RE: Spark Streaming output cannot be used as input?

Jose Fernandez Wed, 18 Feb 2015 15:36:13 -0800

Thanks for the advice folks, it is much appreciated. This seems like a pretty 
unfortunate design flaw. My team was surprised by it.

I’m going to drop the two-step process and do it all in a single step until we 
get Kafka online.

From: Sean Owen [mailto:so...@cloudera.com]
Sent: Wednesday, February 18, 2015 1:53 AM
To: Emre Sevinc
Cc: Jose Fernandez; user@spark.apache.org
Subject: Re: Spark Streaming output cannot be used as input?
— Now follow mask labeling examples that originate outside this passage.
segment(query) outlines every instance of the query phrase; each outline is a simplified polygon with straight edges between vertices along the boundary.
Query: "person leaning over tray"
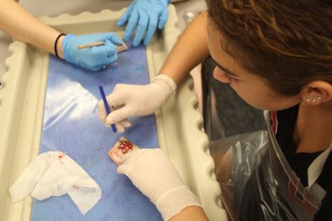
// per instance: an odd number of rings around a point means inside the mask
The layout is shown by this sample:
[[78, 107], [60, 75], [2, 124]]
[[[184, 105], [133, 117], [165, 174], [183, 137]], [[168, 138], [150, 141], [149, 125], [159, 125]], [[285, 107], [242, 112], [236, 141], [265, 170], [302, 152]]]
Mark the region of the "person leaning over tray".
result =
[[[118, 26], [127, 24], [124, 40], [133, 32], [133, 45], [143, 40], [150, 42], [157, 29], [161, 29], [168, 17], [167, 6], [171, 0], [134, 0], [117, 21]], [[55, 54], [81, 68], [97, 71], [117, 59], [115, 45], [122, 45], [113, 32], [75, 35], [61, 33], [34, 17], [14, 0], [1, 1], [0, 30], [13, 38], [31, 44]], [[103, 41], [104, 45], [78, 49], [78, 46]]]
[[[327, 154], [320, 162], [322, 172], [315, 175], [325, 195], [314, 220], [332, 220], [332, 2], [207, 3], [207, 11], [188, 26], [150, 84], [116, 85], [107, 96], [113, 109], [108, 116], [102, 101], [99, 102], [101, 122], [109, 126], [154, 113], [187, 73], [210, 56], [217, 64], [216, 79], [229, 84], [250, 105], [277, 112], [280, 126], [284, 122], [283, 128], [277, 126], [277, 140], [305, 187], [312, 175], [308, 173], [309, 165]], [[288, 138], [278, 139], [282, 137]], [[121, 161], [117, 172], [127, 175], [156, 204], [165, 220], [207, 220], [199, 200], [161, 149], [133, 151]], [[273, 215], [271, 219], [280, 220]]]

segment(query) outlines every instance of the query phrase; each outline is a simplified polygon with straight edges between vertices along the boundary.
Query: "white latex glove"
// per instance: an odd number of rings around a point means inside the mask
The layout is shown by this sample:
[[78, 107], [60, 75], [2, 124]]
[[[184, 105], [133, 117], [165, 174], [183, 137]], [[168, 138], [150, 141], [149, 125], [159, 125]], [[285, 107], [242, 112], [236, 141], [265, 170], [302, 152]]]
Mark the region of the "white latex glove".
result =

To clarify, sometimes in the world of Hadoop people freely refer to an output 
'file' when it's really a directory containing 'part-*' files which are pieces 
of the file. It's imprecise but that's the meaning. I think the scaladoc may be 
referring to 'the path to the file, which includes this parent dir, is 
generated ...' In an inherently distributed system, you want to distributed 
writes and reads, so big "files" are really made of logical files within a 
directory.

There is a JIRA open to support nested dirs which has been languishing: 
https://issues.apache.org/jira/browse/SPARK-3586
I'm hoping to pursue that again with help from tdas after 1.3.
That's probably the best solution.

An alternative is to not use the file system as a sort of message queue, and 
instead use something like Kafka. It has a lot of other benefits but maybe it's 
not feasible to add this to your architecture.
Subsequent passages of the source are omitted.